This ecological region extends from Alaska south through southern Yukon, interior British Columbia and the Alberta foothills, through northern California and over into Nevada. It contains the highest mountains of North America and some of the continent’s most diverse mosaics of ecosystem types, ranging from alpine tundra to dense conifer forests to dry sagebrush and grasslands. There are major river systems, including the headwaters to both the Fraser and Columbia rivers. The basis for aggregating all this diversity into one ecological region is topographic— the chains of mountains that traverse its whole length. This region of 800,000 people is a major tourist area for skiing, hiking and other outdoor recreational pursuits. Substantial forestry and mining activity occur throughout.
This ecological region consists of extensive mountains and plateaus separated by wide valleys and lowlands. Most of these plains and valleys are covered by moraine and, to some degree, fluvial and lacustrine deposits, whereas the mountains consist largely of colluvium and rock outcrops. Numerous glacial lakes occur at higher elevations. Soils are variable, encompassing shallow soils of alpine sites and nutrient-poor forest soils of the mountain slopes, as well as soils suitable for agriculture and those rich in calcium that support natural dry grasslands.
The climate is sub-arid to arid and mild in southern lower valleys, humid and cold at higher elevations within the central reaches, and cold and sub-arid in the north. Moist Pacific air and the effect of orographic rainfall control the precipitation pattern such that both rain shadows and wet belts are generated, often in close geographic proximity to each other. The rain shadow cast by the massive coast mountains results in a relatively dry climate. The Rocky Mountains also impede the westward flow of cold, continental Arctic air masses. Mean annual temperatures range between –6°C in the north to 7°C to 10°C in south. Mean summer temperatures range from 10°C to 21°C, whereas mean winter temperatures range from –23°C to 0°C. Annual precipitation varies with elevation, from 2,600 millimeters (mm) in the Cascade mountains to the north, to 400 mm in other mountainous areas, to between 250–500 mm in the valleys.
Vegetative cover is extremely diverse: alpine environments contain various herb, lichen and shrub associations; whereas the subalpine environment has tree species such as lodgepole pine, subalpine fir, silver fir, grand fir, and Engelmann spruce. With decreasing elevation, the vegetation of the mountainous slopes and rolling plains turns into forests characterized by ponderosa pine; interior Douglas fir; lodgepole pine and trembling aspen in much of the southeast and central portions; and western hemlock, western red cedar, Douglas fir and western white pine in the west and southwest. White and black spruce dominate the plateaus of the north. Shrub vegetation found in the dry southern interior includes big sagebrush, rabbit brush and antelope brush. Most of the natural grasslands that existed in the dry south have vanished, replaced by urban settlement and agriculture. Characteristic mammals include mule deer, elk, moose, mountain goat, California bighorn sheep, coyote, black and grizzly bear, hoary marmot and Columbian ground squirrel. Typical bird species include blue grouse, Steller’s jay and black-billed magpie.
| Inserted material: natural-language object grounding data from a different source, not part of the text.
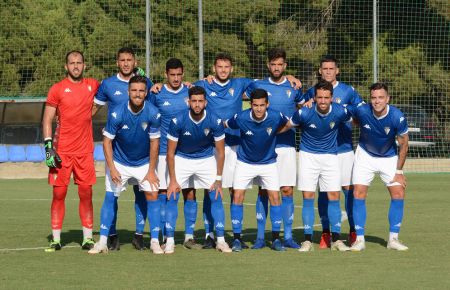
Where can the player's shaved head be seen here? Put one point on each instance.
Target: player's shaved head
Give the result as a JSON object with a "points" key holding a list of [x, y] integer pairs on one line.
{"points": [[223, 56], [275, 53], [259, 94], [128, 50], [138, 79], [196, 91], [74, 52], [323, 85], [174, 63]]}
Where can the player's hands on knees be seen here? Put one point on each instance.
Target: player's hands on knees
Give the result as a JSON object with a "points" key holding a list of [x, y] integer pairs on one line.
{"points": [[400, 178], [173, 188], [52, 158], [217, 186], [153, 179]]}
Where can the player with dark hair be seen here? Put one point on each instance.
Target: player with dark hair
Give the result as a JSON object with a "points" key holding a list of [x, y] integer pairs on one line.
{"points": [[113, 91], [283, 98], [256, 159], [191, 138], [381, 125], [131, 144], [344, 95], [318, 160], [71, 148]]}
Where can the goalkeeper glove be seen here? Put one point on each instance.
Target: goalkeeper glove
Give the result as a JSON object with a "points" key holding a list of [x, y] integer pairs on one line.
{"points": [[137, 71], [52, 158]]}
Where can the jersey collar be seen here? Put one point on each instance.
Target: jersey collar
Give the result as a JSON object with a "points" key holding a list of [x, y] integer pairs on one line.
{"points": [[251, 117], [324, 115], [275, 83], [382, 117], [172, 91], [221, 84], [129, 109], [199, 121]]}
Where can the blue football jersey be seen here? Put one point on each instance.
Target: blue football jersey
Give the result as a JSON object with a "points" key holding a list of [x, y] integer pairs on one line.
{"points": [[170, 104], [114, 91], [225, 100], [196, 139], [283, 98], [258, 138], [377, 135], [319, 131], [344, 95], [131, 133]]}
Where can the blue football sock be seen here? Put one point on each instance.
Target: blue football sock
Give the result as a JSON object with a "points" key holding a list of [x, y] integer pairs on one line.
{"points": [[190, 216], [112, 229], [140, 207], [349, 206], [359, 215], [172, 214], [154, 217], [262, 204], [308, 215], [322, 204], [275, 217], [396, 215], [218, 213], [162, 211], [237, 213], [208, 220], [335, 214], [287, 210], [107, 213]]}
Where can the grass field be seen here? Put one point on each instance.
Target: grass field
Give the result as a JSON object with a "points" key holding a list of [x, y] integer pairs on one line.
{"points": [[25, 228]]}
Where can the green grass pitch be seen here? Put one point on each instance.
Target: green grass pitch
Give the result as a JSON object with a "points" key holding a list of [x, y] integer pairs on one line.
{"points": [[25, 228]]}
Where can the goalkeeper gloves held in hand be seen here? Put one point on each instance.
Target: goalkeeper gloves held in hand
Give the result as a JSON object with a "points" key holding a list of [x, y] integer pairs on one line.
{"points": [[52, 158]]}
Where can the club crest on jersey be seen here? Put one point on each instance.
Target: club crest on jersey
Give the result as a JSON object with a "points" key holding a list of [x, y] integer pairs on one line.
{"points": [[332, 125]]}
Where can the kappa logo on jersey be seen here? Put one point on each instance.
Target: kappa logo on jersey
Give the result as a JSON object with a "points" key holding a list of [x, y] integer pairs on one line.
{"points": [[288, 93]]}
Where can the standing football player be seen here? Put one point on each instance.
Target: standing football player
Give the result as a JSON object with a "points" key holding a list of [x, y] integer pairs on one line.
{"points": [[71, 148], [381, 125], [131, 144], [190, 155], [113, 91], [344, 95]]}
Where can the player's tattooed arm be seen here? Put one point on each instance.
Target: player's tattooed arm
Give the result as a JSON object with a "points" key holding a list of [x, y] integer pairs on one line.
{"points": [[295, 82], [220, 157], [402, 153], [107, 149], [173, 187]]}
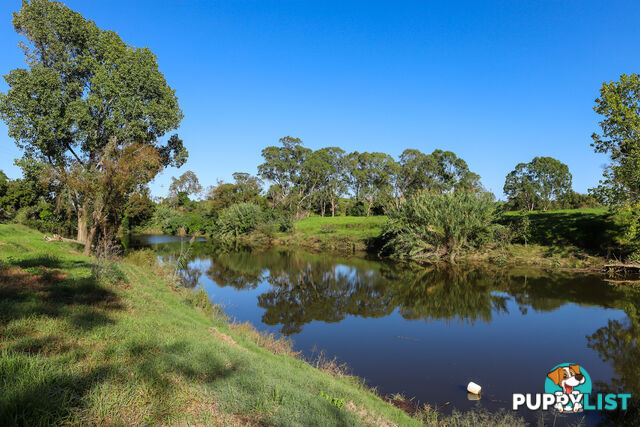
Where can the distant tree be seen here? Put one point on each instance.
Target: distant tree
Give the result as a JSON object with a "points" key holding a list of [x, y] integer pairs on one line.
{"points": [[439, 171], [619, 104], [245, 189], [139, 207], [187, 184], [435, 225], [537, 183], [369, 176], [87, 100], [575, 200], [329, 166]]}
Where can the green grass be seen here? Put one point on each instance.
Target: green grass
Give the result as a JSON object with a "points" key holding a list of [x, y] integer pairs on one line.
{"points": [[342, 233], [592, 230], [77, 350]]}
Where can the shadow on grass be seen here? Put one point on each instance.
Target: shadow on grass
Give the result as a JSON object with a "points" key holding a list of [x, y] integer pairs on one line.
{"points": [[50, 292], [51, 372]]}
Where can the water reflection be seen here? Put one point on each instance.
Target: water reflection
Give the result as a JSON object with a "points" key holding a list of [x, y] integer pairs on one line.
{"points": [[306, 287], [357, 309]]}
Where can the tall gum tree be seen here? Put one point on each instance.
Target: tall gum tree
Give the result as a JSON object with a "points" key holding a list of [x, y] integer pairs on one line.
{"points": [[87, 99]]}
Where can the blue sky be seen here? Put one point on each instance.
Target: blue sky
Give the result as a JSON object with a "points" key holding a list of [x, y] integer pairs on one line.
{"points": [[497, 83]]}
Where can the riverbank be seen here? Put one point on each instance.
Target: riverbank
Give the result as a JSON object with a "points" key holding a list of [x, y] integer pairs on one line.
{"points": [[88, 342], [559, 239]]}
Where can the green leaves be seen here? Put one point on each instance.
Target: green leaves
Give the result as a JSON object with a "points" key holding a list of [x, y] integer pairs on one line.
{"points": [[434, 225], [619, 104], [537, 183]]}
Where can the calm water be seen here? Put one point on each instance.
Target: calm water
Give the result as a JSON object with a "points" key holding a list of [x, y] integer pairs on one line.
{"points": [[426, 332]]}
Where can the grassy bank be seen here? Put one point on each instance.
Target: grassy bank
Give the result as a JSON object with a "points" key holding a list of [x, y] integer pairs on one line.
{"points": [[580, 238], [341, 233], [115, 343]]}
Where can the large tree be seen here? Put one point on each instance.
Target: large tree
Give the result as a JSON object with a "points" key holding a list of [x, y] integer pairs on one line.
{"points": [[369, 176], [619, 104], [187, 184], [87, 100], [537, 183], [440, 171]]}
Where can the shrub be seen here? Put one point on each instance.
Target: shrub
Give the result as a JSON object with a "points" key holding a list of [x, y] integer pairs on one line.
{"points": [[628, 219], [239, 219], [433, 225], [106, 272], [142, 258]]}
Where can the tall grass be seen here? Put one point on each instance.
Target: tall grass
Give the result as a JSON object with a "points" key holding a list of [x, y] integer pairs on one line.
{"points": [[434, 225]]}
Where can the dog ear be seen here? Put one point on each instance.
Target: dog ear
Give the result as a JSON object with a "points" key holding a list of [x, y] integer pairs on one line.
{"points": [[555, 376]]}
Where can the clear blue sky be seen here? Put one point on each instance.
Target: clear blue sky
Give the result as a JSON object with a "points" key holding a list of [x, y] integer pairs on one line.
{"points": [[496, 82]]}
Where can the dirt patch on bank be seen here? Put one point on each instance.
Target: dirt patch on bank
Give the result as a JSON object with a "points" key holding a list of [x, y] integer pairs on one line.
{"points": [[225, 338]]}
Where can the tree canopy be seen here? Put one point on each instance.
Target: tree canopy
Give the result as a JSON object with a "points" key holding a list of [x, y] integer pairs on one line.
{"points": [[537, 183], [88, 99], [619, 104]]}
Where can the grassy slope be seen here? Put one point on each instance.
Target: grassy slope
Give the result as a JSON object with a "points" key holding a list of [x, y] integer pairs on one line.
{"points": [[76, 351], [563, 238], [341, 232]]}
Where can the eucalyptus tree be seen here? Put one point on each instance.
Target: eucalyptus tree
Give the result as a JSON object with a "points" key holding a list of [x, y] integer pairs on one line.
{"points": [[187, 184], [283, 167], [369, 176], [86, 103], [330, 162], [537, 183], [619, 104], [440, 171]]}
Commercial forest operations have been established in many parts, particularly in the northern interior sections. Mining, oil and gas production, and tourism are the other significant activities. In the eastern Rocky and Columbia mountains, however, national and provincial parks have been established for recreational use or as reserves for wildlife habitat. It is mainly in the valleys that areas have been improved for range or are farmed. The southern valleys are important for their orchards and vineyards. More than half of the region’s 800,000 people live in cities and towns. The larger cities include Whitehorse, Prince George, Kamloops, Banff, Thedford, South Lake Tahoe, LaGrande, Kalispell, Steamboat Springs and Jackson.